Source: TASS
Moscow, January 23, 2016
Reporters of the Russian Orthodox television broadcaster Tsargrad have been deported from Moldova in the wake of an information blockade in that country.
Tsargrad Editor-in-Chief Aleksey Kravchenko told TASS that on Saturday morning Moldova’s special services forced a TV team - the correspondent Ivan Kolesnikov and the cameraman Sergey Krasnov - to leave their hotel and then drove them to the airport where the reporters were made to board an Aeroflot airliner bound for Moscow.
On Thursday, the television reporters arrived in Moldova to film an interview with Moldova’s Eastern Orthodox Bishop Marchel of Balti and Falesti.
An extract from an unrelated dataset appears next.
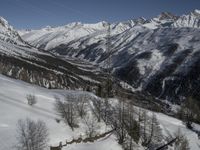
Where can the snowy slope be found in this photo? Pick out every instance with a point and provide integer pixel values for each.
(13, 106)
"Citing his tough schedule, the bishop asked to put off their meeting until Saturday," Ivan Kolesnikov said. "As the hotel we were staying at was located in (Moldova’s capital) Chisinau’s centre where the streets under our windows were crowded with people, we came out to shoot some backgrounds. We were planning to use them later for creation of a plot about the city and its residents."
The reporters said that they had been treated correctly by the special services but before crossing the border they were notified, but not given a copy of the document, on their deportation for absence of Moldovan Foreign Ministry’s accreditation and that they were banned to cross into Moldova for a span of ten years.
The Tsargrad Orthodox television has become the fifth Russian channel whose journalists have been deported from Moldova over the past week.
On Thursday, journalists of four television broadcasters and other Russian media outlets were denied access to Moldova at Chisinau’s airport and were forced to leave the country. Reporters of the All-Russia TV and Radio Broadcasting Corporation (VGTRK), Channel One, LifeNews and RenTV television broadcasters and a correspondent of the RIA-Novosti news agency were expelled from Moldova.
Earlier, Moldova’s border police spokesperson said that several Russian journalists were denied entry to the country as they allegedly did not say what the purposes were for their visits.
Kremlin spokesman Dmitry Peskov said that Moldova had violated the right to freedom to expression and dubbed the situation as unacceptable.